My workshop aims to introduce students to wearable devices, the kind of data obtained from them, and how that data can be used. The real challenge has been framing it as a story as I take them through the process of wearable data analysis to make it all the more engaging. How can I make the analysis more relatable? How can I explain a concept in a way that is easy to understand? How do I structure the workshop to make it more riveting and pique the students’ interests? These are just some of the questions that have cropped up in my mind since I set out designing the workshop.

With this workshop and the subsequent ones, I aim to generate awareness around the field of digital biomarkers at an early age in students. I aim to give them insights into how wearables work and what can digital biomarker discovery help with. Digital biomarkers have never held more importance than they do now in the current difficult times. The COVID-19 pandemic, has underscored the need for timely detection of infection especially outside of clinical settings, to avoid further straining healthcare resources. Multiple studies have demonstrated that there are changes in physiological and behavioral parameters measured by smartwatches, including high resting heart rate (HR), decreased blood oxygen saturation, disturbed sleep, decreased physical activity, and changes in wear habits, that can indicate when the body is fighting off an infection, and before the onset of obvious symptoms. Using wearables like activity trackers for continuous COVID-19 management can nudge individuals towards a proactive, data-empowered, and personal-responsibility driven approach for COVID-19 infection management.
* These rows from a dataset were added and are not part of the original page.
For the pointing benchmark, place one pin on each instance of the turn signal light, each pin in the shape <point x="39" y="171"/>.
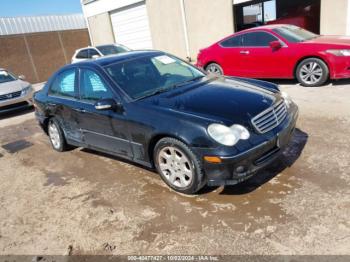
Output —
<point x="213" y="159"/>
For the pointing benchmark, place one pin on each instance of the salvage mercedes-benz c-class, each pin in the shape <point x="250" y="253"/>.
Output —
<point x="159" y="111"/>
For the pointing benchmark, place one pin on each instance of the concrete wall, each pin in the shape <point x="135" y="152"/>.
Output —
<point x="38" y="55"/>
<point x="208" y="21"/>
<point x="166" y="26"/>
<point x="335" y="17"/>
<point x="101" y="30"/>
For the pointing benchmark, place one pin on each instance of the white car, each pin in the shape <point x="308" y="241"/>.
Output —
<point x="14" y="92"/>
<point x="91" y="52"/>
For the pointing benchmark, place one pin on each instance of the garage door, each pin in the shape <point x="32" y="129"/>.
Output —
<point x="131" y="27"/>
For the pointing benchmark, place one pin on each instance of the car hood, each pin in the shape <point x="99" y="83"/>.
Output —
<point x="331" y="40"/>
<point x="12" y="86"/>
<point x="224" y="100"/>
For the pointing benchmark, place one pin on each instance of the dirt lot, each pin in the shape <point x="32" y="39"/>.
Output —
<point x="89" y="203"/>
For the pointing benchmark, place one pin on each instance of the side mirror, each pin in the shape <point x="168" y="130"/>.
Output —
<point x="275" y="45"/>
<point x="108" y="104"/>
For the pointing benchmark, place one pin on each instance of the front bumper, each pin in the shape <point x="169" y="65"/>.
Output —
<point x="237" y="168"/>
<point x="17" y="103"/>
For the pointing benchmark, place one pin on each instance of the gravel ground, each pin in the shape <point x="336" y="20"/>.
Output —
<point x="83" y="202"/>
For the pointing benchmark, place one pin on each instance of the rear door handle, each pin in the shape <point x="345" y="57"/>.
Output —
<point x="80" y="110"/>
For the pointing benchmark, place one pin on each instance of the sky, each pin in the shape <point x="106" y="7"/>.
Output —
<point x="11" y="8"/>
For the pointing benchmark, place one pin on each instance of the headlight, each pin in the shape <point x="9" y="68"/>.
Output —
<point x="26" y="90"/>
<point x="339" y="52"/>
<point x="228" y="136"/>
<point x="287" y="98"/>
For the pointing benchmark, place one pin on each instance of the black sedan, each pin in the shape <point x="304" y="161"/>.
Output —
<point x="159" y="111"/>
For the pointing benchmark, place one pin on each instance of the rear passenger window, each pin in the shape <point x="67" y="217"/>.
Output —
<point x="235" y="41"/>
<point x="258" y="39"/>
<point x="64" y="84"/>
<point x="93" y="87"/>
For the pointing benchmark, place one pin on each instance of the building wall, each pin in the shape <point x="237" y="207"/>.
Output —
<point x="166" y="26"/>
<point x="335" y="17"/>
<point x="207" y="22"/>
<point x="38" y="55"/>
<point x="101" y="30"/>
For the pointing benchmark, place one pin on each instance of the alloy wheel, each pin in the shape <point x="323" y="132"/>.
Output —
<point x="175" y="166"/>
<point x="311" y="73"/>
<point x="214" y="69"/>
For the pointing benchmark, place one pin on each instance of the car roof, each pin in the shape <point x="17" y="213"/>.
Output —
<point x="111" y="59"/>
<point x="268" y="27"/>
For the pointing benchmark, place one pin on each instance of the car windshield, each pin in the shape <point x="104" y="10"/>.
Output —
<point x="150" y="75"/>
<point x="112" y="49"/>
<point x="294" y="34"/>
<point x="6" y="77"/>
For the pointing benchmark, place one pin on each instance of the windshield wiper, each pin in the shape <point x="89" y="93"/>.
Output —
<point x="165" y="89"/>
<point x="156" y="92"/>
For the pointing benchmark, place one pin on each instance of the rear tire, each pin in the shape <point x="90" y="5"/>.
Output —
<point x="56" y="136"/>
<point x="312" y="72"/>
<point x="178" y="166"/>
<point x="214" y="68"/>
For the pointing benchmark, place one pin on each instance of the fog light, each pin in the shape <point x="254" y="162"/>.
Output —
<point x="212" y="159"/>
<point x="240" y="169"/>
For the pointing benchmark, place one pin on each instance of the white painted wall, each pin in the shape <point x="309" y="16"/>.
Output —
<point x="103" y="6"/>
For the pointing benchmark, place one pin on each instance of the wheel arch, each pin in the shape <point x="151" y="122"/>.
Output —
<point x="155" y="139"/>
<point x="312" y="56"/>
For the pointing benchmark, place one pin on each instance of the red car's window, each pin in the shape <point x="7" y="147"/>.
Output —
<point x="259" y="39"/>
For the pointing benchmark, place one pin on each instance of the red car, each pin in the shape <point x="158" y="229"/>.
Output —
<point x="279" y="51"/>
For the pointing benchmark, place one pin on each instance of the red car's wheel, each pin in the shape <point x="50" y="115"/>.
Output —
<point x="312" y="72"/>
<point x="214" y="68"/>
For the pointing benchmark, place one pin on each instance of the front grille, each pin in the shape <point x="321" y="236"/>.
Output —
<point x="10" y="95"/>
<point x="270" y="118"/>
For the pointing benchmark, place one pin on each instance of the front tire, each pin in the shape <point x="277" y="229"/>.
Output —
<point x="312" y="72"/>
<point x="178" y="166"/>
<point x="56" y="136"/>
<point x="214" y="68"/>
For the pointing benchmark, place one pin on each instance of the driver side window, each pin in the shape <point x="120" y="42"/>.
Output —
<point x="92" y="87"/>
<point x="258" y="39"/>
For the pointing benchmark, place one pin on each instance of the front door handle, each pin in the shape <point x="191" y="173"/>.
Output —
<point x="80" y="110"/>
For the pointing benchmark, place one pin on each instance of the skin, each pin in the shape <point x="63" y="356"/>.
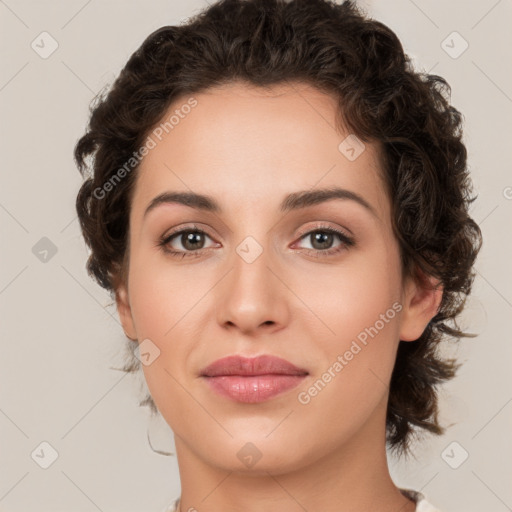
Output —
<point x="248" y="148"/>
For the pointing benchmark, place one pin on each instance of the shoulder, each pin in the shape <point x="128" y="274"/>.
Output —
<point x="173" y="507"/>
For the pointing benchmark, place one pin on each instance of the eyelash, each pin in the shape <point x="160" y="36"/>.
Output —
<point x="343" y="237"/>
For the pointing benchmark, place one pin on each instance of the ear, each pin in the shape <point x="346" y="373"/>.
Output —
<point x="125" y="312"/>
<point x="422" y="298"/>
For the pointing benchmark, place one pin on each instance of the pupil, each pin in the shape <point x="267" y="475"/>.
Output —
<point x="191" y="240"/>
<point x="324" y="238"/>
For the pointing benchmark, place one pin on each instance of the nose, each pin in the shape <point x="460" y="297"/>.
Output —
<point x="253" y="296"/>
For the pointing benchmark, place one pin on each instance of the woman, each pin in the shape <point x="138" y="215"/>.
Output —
<point x="278" y="204"/>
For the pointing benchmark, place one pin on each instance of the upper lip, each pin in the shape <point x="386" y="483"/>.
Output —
<point x="261" y="365"/>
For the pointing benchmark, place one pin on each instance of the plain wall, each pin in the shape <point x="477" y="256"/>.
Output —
<point x="60" y="335"/>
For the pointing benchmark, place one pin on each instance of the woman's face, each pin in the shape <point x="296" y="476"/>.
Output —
<point x="266" y="273"/>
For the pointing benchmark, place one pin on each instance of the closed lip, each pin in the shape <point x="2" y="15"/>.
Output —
<point x="248" y="366"/>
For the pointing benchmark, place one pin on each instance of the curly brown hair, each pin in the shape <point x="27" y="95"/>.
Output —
<point x="380" y="98"/>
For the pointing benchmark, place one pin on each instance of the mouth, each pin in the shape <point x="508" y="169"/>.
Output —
<point x="252" y="380"/>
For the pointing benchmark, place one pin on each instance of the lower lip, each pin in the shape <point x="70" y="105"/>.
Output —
<point x="254" y="388"/>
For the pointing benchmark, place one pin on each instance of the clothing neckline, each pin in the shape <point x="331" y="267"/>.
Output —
<point x="422" y="505"/>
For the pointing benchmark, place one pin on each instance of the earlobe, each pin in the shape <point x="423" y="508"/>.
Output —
<point x="422" y="298"/>
<point x="125" y="312"/>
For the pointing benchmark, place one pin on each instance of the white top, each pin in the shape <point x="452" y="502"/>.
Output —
<point x="422" y="505"/>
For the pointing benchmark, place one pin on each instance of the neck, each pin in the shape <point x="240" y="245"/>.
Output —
<point x="353" y="477"/>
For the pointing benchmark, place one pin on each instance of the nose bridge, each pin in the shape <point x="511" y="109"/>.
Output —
<point x="251" y="295"/>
Confucius once said “I hear and I forget. I see and I remember. I do and I understand.” To ensure the students get the most out of this workshop, they will be working with the data themselves! I will be distributing modular codes and sample data to the students to encourage true exploration and better understanding. I will systematically take the students through multiple steps involved in wearable data analysis for digital biomarker discovery. Data from wearables can be exported into common file formats and loaded into software applications like google colab and jupyter notebooks for analysis. Once the data is loaded, it needs to be pre-processed to clean it up in preparation for further analysis. Data pre-processing can involve multiple steps depending on the data and analysis goals. I will introduce students to several of these steps and help them easily understand their purpose and utility. Exploratory Data Analysis is usually the next step where you can generate some insightful and easy to understand figures from your data. As the name suggests, it is aimed at exploring your data before delving into the analysis. This can help establish trends in your data and help you better understand your data.

We will then generate some cool visualizations from wearables data and look at the multiple ways the same data can be visualized depending on context. Along with all this, I also want to convey the challenges that accompany digital biomarker research, one of the most important ones being privacy concerns.

The process of putting together a lesson plan has been enlightening for how I can effectively communicate my research. I have realized it’s as much art as it is science. While some of the analysis I will use for the workshop comes from my own research, it has been really interesting trying to think of the different ways I can convey the same information depending on the audience and the different contexts it can be used in. With this initiative, I hope to make some young minds curious about this research area and maybe even inspire some of them to pursue a career in the field of digital biomarker research.